As the country becomes more populated and more developed, the pressure on the environment will increase as will the concomitant need to both understand and manage it better. Ecosystems (Like the weather described above) are fiendishly complex systems with billions of actors and interactions. ML could help researchers understand these interactions better and give government agencies (The EPA,  California’s Coastal Commission) better tools with which to make decisions. 

Health Information
It is easy to imagine how the Centers For Disease Control and the National Institutes of Health could use ML to mine that vast amount of data collected on diet, health, disease and drugs to help folks improve their health.  Meta studies - ones where data is collected about studies to assess the findings about a particular topic - are common today; one could see a time when meta-meta-studies become the norm.

Those are all pretty much positive examples about how public agencies could use ML to enhance their services, reduce spend and increase quality of life for citizens.
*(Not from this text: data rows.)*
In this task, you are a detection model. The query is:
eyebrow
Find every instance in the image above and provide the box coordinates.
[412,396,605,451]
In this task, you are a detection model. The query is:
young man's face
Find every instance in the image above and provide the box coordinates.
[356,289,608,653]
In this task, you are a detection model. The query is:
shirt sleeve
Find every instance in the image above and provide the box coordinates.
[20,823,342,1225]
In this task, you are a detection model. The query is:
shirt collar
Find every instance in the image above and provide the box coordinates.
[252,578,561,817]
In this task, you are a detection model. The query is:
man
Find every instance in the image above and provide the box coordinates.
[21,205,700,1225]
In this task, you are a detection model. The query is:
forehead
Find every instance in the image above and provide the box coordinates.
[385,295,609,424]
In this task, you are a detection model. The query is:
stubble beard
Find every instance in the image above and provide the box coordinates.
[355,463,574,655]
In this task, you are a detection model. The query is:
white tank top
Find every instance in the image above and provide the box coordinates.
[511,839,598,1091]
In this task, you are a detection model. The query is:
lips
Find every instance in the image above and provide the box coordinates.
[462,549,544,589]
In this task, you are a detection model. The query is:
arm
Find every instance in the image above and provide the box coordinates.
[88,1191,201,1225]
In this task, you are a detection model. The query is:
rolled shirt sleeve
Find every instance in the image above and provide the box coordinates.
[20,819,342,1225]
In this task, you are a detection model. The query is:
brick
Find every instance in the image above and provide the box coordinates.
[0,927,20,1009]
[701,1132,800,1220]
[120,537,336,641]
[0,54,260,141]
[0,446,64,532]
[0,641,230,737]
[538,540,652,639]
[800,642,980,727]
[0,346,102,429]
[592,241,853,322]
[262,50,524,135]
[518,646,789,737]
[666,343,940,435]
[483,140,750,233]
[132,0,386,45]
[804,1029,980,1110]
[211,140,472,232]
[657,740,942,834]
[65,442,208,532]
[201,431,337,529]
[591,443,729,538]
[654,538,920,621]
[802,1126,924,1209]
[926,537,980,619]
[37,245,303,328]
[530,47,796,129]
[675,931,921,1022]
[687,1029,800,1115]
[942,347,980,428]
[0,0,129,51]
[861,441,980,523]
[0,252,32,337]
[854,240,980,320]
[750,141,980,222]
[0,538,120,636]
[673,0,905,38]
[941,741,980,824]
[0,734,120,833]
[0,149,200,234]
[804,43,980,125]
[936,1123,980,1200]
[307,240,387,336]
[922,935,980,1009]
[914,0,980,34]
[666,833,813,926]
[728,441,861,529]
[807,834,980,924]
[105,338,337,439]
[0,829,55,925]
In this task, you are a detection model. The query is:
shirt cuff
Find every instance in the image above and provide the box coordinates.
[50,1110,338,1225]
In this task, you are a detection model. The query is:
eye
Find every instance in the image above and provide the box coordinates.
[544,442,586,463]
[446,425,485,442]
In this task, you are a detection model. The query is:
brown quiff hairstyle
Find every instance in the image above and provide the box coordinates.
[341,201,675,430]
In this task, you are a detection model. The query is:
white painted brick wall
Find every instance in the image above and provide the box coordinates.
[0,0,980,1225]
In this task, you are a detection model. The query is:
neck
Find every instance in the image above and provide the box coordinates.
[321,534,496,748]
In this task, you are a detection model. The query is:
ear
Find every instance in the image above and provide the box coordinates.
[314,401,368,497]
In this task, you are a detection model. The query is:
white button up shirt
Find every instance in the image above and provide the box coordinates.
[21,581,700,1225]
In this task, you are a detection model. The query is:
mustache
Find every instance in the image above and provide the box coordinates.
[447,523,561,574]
Now for some examples that raise the issue of privacy and individual liberty, some of which are already taking place.

Surveillance Data
Vigilant Solutions photographs license plates of cars, geotags them and sells access to its database (2.2 BN pieces of data so far.) Imagine increasing this dataset 100 fold - say, tracking 95% of the cars in the country with photographs every hour for several years, cross referencing it against local demographic data, driver records and consumer data and then applying ML to understand indicators of criminal intent. If police were given access to this analysis and were able to pull it up for anyone they stopped, they would be able to make the presumption of guilt without any actual evidence.  And, they would know way more about that individual than most of us would be comfortable with.

Criminal DNA Data
Most states currently collect DNA samples from convicted felons and this data has been essential in freeing wrongly convicted individuals who would have otherwise spent years in jail or gone to the execution chamber (Good!). However, imagine authorities aggregating this DNA data and using ML to look for correlations between DNA patterns and patterns of criminal behavior. Not too many steps away from running DNA tests on folks and predicting their likelihood to break the law. Or classifying folks by background (i.e. race.)

So, how the government uses ML hinges on the good: consistency, quality of life, efficiency; and the more thorny issues of: privacy, fairness  and bias.